Congratulations to a truly beautiful couple. May your marriage be exceptionally long and exceptionally strong!


----------



## Tarella (Jan 20, 2007)

Loved, loved, loved the photos. Thanks so much for sharing your special day. You both looked awesome. Amazing cake as well!! Congratulations yet again. May all your dreams come true together.

Tara


----------



## cosulivan84 (Jan 20, 2007)

congratulations. You both look so happy. And you looked stunning i love the dress your wearing. My fav photo is the one in black and white though with the red flowers very beautiful.


----------



## kathynoon (Jan 20, 2007)

Congratulations. You both look great, and very happy. many happy years together. May all your dreams as a couple come true.


----------



## toni (Jan 20, 2007)

I love weddings! Congratulations, you looked BEAUTIFUL! :smitten:


----------



## Violet_Beauregard (Jan 20, 2007)

Congratulations.... lovely photos! Much luck and happiness to you both!


----------



## Littleghost (Jan 20, 2007)

Everything/one looks marvelous, especially the cake. Many happy wishes!


----------



## Eclectic_Girl (Jan 20, 2007)

Congratulations! You both look very happy, as well you should be! 

Thanks for sharing your joy with the rest of us!


----------



## Jay West Coast (Jan 21, 2007)

One more congrats, and you two look great in the photos!


----------



## mejix (Jan 21, 2007)

_once again congratulations and many many blessings!
~_


*


----------



## ValentineBBW (Jan 21, 2007)

Congratulations to you both! Laura, you look stunning in those pics...thanks for sharing


----------



## PrettyKitty (Jan 21, 2007)

Congratulations.


----------



## mossystate (Jan 21, 2007)

....   .....


----------



## ThatFatGirl (Jan 21, 2007)

mossystate said:


> ....   .....



Yay! Thanks for the smiles.. thanks everyone for the beautiful comments and good wishes. 

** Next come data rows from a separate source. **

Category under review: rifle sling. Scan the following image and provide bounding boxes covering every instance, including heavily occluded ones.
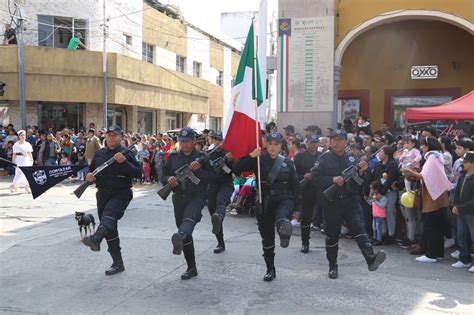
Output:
[265,155,285,187]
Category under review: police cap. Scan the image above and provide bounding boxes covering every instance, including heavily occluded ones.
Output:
[106,125,123,135]
[178,127,196,142]
[209,130,223,140]
[306,134,320,143]
[266,132,283,144]
[330,129,347,140]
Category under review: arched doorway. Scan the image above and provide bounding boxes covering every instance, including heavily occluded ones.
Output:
[334,10,473,131]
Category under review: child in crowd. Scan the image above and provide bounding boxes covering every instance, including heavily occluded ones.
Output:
[399,137,421,192]
[59,152,70,166]
[6,140,14,175]
[370,181,388,246]
[142,157,151,184]
[76,153,88,181]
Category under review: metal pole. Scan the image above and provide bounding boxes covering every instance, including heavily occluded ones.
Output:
[102,0,108,129]
[252,19,263,205]
[16,4,26,129]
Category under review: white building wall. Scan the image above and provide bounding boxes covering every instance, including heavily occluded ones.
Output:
[222,46,233,129]
[186,26,212,82]
[2,0,142,60]
[154,46,177,70]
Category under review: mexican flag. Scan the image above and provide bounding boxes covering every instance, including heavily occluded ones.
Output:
[223,24,264,160]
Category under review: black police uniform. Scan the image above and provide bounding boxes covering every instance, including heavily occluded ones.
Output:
[233,132,300,281]
[82,126,142,276]
[162,128,209,280]
[293,137,320,253]
[203,131,234,254]
[313,130,385,279]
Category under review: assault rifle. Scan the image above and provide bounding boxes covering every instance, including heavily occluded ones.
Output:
[298,164,318,189]
[157,164,201,200]
[322,165,364,201]
[73,141,138,199]
[209,156,231,174]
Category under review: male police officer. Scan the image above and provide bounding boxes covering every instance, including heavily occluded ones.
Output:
[82,125,142,275]
[205,131,234,253]
[313,129,386,279]
[162,127,209,280]
[293,134,321,253]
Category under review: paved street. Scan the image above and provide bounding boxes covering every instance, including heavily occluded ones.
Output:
[0,178,473,314]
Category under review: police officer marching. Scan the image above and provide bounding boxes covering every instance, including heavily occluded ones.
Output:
[312,129,386,279]
[162,128,209,280]
[293,134,321,253]
[205,131,234,254]
[233,132,300,282]
[82,125,142,275]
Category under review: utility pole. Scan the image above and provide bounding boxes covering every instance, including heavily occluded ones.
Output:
[16,3,26,129]
[102,0,108,129]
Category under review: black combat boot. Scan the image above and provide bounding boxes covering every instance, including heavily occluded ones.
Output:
[213,231,225,254]
[82,225,108,251]
[182,240,198,280]
[171,232,184,255]
[328,264,338,279]
[211,213,222,235]
[105,252,125,275]
[301,243,309,253]
[361,245,386,271]
[263,254,276,282]
[181,265,198,280]
[277,220,292,248]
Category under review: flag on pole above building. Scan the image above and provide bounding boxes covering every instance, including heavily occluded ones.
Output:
[223,23,263,160]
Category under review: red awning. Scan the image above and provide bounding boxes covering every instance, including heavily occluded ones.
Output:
[405,91,474,122]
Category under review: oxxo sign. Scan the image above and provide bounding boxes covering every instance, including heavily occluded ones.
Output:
[411,65,438,80]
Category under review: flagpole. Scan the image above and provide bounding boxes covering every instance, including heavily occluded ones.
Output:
[252,18,263,205]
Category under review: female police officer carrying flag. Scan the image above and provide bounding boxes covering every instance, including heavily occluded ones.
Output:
[233,132,300,282]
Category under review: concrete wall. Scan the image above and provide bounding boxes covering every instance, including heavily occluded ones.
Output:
[142,2,187,57]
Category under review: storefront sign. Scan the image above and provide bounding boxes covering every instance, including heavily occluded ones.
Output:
[410,65,438,80]
[432,121,471,137]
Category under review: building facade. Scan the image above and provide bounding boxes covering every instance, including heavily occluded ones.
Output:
[0,0,241,133]
[277,0,473,134]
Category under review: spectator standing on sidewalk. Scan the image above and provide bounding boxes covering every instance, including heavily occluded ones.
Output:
[85,129,101,165]
[451,151,474,272]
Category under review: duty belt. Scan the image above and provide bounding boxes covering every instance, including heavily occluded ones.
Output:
[270,189,290,195]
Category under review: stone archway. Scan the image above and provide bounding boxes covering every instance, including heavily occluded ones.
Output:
[331,9,473,127]
[335,9,474,66]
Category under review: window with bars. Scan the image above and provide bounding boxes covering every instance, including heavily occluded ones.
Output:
[216,71,223,86]
[142,42,154,63]
[124,34,132,45]
[176,55,186,73]
[193,61,202,78]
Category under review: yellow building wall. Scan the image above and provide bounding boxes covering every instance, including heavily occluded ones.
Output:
[336,0,474,47]
[210,41,224,71]
[231,52,241,77]
[142,3,187,57]
[209,85,224,117]
[0,46,210,114]
[339,20,474,128]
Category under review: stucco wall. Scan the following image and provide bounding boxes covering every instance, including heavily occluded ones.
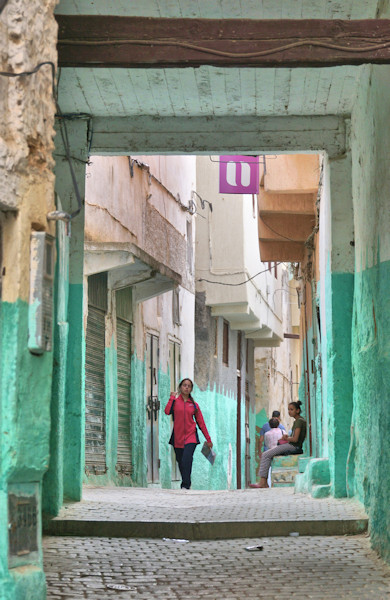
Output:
[349,65,390,562]
[0,1,57,598]
[85,156,196,290]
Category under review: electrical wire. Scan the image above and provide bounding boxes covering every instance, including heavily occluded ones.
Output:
[0,61,84,221]
[259,213,301,242]
[197,262,283,286]
[58,36,390,58]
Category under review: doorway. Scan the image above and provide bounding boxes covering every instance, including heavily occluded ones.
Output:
[168,340,181,482]
[146,333,160,483]
[115,287,133,476]
[85,272,107,475]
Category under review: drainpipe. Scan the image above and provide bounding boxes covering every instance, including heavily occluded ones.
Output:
[303,284,313,456]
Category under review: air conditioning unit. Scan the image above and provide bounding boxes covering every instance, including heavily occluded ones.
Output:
[28,232,55,354]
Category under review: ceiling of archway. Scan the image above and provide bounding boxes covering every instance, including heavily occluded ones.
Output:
[56,0,382,20]
[57,65,362,117]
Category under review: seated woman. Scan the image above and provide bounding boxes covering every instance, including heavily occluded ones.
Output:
[250,401,306,489]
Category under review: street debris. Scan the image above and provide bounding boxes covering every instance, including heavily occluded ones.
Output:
[289,531,300,537]
[105,583,136,591]
[162,537,189,543]
[245,545,264,551]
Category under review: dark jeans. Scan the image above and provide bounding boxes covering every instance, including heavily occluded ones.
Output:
[174,443,197,489]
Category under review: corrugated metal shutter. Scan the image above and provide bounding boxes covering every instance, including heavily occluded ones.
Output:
[116,317,132,474]
[85,272,107,473]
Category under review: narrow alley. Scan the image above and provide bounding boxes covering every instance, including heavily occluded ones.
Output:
[3,2,390,599]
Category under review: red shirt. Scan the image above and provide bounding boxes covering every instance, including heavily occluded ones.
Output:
[165,394,211,448]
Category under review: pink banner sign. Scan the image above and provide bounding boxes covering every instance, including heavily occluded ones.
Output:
[219,155,259,194]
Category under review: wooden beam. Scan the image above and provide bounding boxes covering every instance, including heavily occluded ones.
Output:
[88,115,346,158]
[259,241,304,262]
[57,16,390,68]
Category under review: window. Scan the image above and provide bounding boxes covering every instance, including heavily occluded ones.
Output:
[169,340,181,391]
[186,220,193,274]
[223,320,229,366]
[172,287,181,326]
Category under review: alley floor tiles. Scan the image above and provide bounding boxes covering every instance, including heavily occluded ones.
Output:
[43,534,390,599]
[45,486,369,540]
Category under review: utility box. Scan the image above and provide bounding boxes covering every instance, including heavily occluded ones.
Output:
[28,232,55,354]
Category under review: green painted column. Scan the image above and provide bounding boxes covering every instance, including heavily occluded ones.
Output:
[321,151,354,498]
[130,352,147,486]
[42,217,69,514]
[43,118,89,508]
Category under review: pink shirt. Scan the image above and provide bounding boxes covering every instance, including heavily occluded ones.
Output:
[264,428,283,450]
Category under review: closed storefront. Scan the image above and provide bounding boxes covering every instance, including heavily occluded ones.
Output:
[85,272,107,474]
[115,287,132,475]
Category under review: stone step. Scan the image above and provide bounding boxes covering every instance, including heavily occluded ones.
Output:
[44,515,368,540]
[271,467,299,487]
[272,454,301,469]
[43,487,369,541]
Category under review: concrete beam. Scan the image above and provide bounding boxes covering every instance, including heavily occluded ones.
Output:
[90,116,346,158]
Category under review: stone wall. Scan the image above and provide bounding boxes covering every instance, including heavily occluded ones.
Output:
[0,2,57,599]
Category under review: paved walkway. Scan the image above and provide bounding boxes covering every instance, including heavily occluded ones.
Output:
[44,534,390,599]
[43,488,390,599]
[44,486,369,539]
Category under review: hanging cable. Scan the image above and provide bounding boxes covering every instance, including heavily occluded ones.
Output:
[0,61,85,222]
[197,262,283,287]
[59,36,390,58]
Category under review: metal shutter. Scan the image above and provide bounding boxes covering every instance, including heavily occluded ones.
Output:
[85,305,106,473]
[116,317,132,474]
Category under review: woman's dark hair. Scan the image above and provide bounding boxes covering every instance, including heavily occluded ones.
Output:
[288,401,302,413]
[178,378,193,391]
[178,378,197,412]
[269,417,279,428]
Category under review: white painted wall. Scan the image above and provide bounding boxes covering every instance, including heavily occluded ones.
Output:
[142,286,195,382]
[195,155,283,343]
[255,265,300,430]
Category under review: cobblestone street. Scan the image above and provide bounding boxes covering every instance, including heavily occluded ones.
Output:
[43,487,390,599]
[44,534,390,599]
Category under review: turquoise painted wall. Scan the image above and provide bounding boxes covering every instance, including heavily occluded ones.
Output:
[158,381,253,490]
[256,408,268,430]
[351,259,390,561]
[322,267,354,498]
[349,65,390,563]
[0,300,52,599]
[190,384,238,490]
[80,344,255,491]
[158,369,173,489]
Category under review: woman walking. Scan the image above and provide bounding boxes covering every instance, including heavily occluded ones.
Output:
[165,378,213,490]
[250,401,306,489]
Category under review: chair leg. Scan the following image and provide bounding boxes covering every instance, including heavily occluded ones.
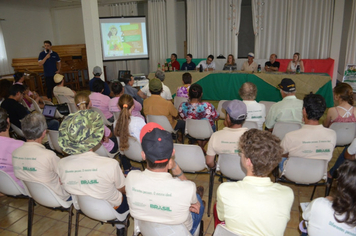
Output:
[75,209,80,236]
[141,162,145,170]
[67,205,73,236]
[27,198,35,236]
[208,169,215,217]
[310,185,317,200]
[199,220,204,236]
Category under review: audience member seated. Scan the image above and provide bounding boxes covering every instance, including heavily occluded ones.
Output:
[241,52,258,72]
[138,70,172,101]
[279,93,336,172]
[53,74,76,103]
[178,84,219,152]
[265,78,303,131]
[216,129,294,236]
[143,78,185,139]
[264,54,280,72]
[205,100,248,168]
[89,79,114,122]
[196,55,216,71]
[113,94,145,175]
[181,53,196,71]
[0,107,24,188]
[176,72,192,98]
[287,52,304,73]
[303,160,356,236]
[223,54,237,71]
[169,53,180,71]
[1,84,59,131]
[109,81,144,120]
[75,92,118,154]
[328,138,356,181]
[239,82,266,130]
[125,123,205,235]
[89,66,112,97]
[57,110,127,235]
[323,82,356,127]
[0,79,12,104]
[12,112,69,200]
[122,74,143,106]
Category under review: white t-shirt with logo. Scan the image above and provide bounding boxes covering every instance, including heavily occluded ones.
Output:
[243,100,266,130]
[57,151,125,207]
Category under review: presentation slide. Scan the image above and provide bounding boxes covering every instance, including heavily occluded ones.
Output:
[99,17,149,61]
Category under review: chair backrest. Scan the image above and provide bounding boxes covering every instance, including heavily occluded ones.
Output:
[22,180,72,208]
[29,97,42,113]
[56,95,78,113]
[217,100,228,119]
[146,115,175,133]
[174,144,207,172]
[329,122,356,146]
[90,107,113,126]
[213,224,241,236]
[94,144,116,158]
[76,194,129,222]
[47,130,63,154]
[121,137,144,162]
[135,219,192,236]
[282,157,328,184]
[242,121,258,129]
[217,154,246,180]
[259,101,275,116]
[174,96,188,111]
[10,123,25,138]
[0,170,27,196]
[113,111,120,120]
[185,119,213,140]
[20,99,32,111]
[272,122,302,140]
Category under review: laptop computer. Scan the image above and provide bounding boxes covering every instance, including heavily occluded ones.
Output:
[42,105,57,118]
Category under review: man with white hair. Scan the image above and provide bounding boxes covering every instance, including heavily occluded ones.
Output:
[138,70,172,100]
[265,78,303,131]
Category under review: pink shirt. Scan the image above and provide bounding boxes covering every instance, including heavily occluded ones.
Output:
[89,92,113,119]
[101,126,114,152]
[0,136,24,188]
[109,96,144,120]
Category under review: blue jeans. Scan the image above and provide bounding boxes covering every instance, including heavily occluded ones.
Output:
[329,145,348,177]
[190,194,204,235]
[115,194,129,214]
[279,157,287,172]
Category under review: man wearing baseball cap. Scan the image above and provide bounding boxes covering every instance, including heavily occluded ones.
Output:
[125,122,204,234]
[265,78,303,131]
[57,110,128,235]
[241,52,258,72]
[89,66,112,97]
[53,74,76,103]
[205,100,249,168]
[138,70,172,101]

This place makes my heart swell and puts a smile on my face. :wubu:


----------



## UncannyBruceman (Jan 21, 2007)

You guys look great, congratulations and best wishes!!


----------



## TheSadeianLinguist (Jan 21, 2007)

Wow! You just look stunning!

FYI, I don't plan on wearing white either. Glad I'm not the only one.

Congrats! 

Oh, and I'll tell you what my grandmother told me about the first child... Did you know that while most babies take nine months, the first one can come at any time after the wedding?  Just fair that SOMEONE warns you.


----------



## Theatrmuse/Kara (Jan 22, 2007)

Congratulations !!!!!!! You make such a sweet looking couple and you are a lovely bride!!!!!!!!!!!!!

Wedding hugs and kisses, Kara


----------



## Tad (Jan 22, 2007)

You looked great! (OK, you look great in all the pictures I've seen of you, but even more so in these ones). I'm SOOOOOOO happy for the two of you--rarely have I known of a more deserving couple.

-Ed


----------



## abluesman (Jan 22, 2007)

You look simply stunning, Laura. Congrats to you both. True love really is a most wonderful thing, isn't it?


----------



## crazygrad (Jan 22, 2007)

just another congrats and best wishes for a lifetime of happiness!


----------



## moonvine (Jan 22, 2007)

Such lovely photos - congratulations!


----------



## The Obstreperous Ms. J (Jan 22, 2007)

Mahzeltov! Mahzeltov!

Thank you for sharing the lovely pictures of your special day.


----------



## Jes (Jan 22, 2007)

I certainly hope you 2 registered at lots of furniture stores.


----------



## calauria (Jan 22, 2007)

Awwwww, you looks so beautiful!! Love the dress!! You're such a handsome couple!!!


----------



## Jane (Jan 22, 2007)

I am so happy for you both!!!!!


----------



## DebbieBBW (Jan 22, 2007)

Congrats to you both! You look so beautiful! Thank you so much for sharing and best wishes!:wubu:


----------



## Admiral_Snackbar (Jan 23, 2007)

Laura, having known you as long as we have, I want to say congratulations and wish you and your lucky husband many, many years of happiness and love!

_Amor vincit omnia!_

- Mr. and Mrs. Snackbar


----------



## MoonGoddess (Jan 23, 2007)

*Potete ripartire un corso della vita di amore*

_
May you share a lifetime of love..._


----------



## Still a Skye fan (Jan 23, 2007)

Awww...such nice pics!

My biggest congratulations to you both!


Dennis


----------



## TallFatSue (Jan 30, 2007)

What a wonderful couple! It does my heart proud to see another lovely fat woman happily married to a great guy. If you are even half as happy as Art & I have been for almost a quarter-century, you'll find it highly skewed in the direction of wedded bliss. We wish you all the best.

And of course another happy side benefit is that the best form of fat activism is simply to set a good example, and we have here another terrific fat role model.


----------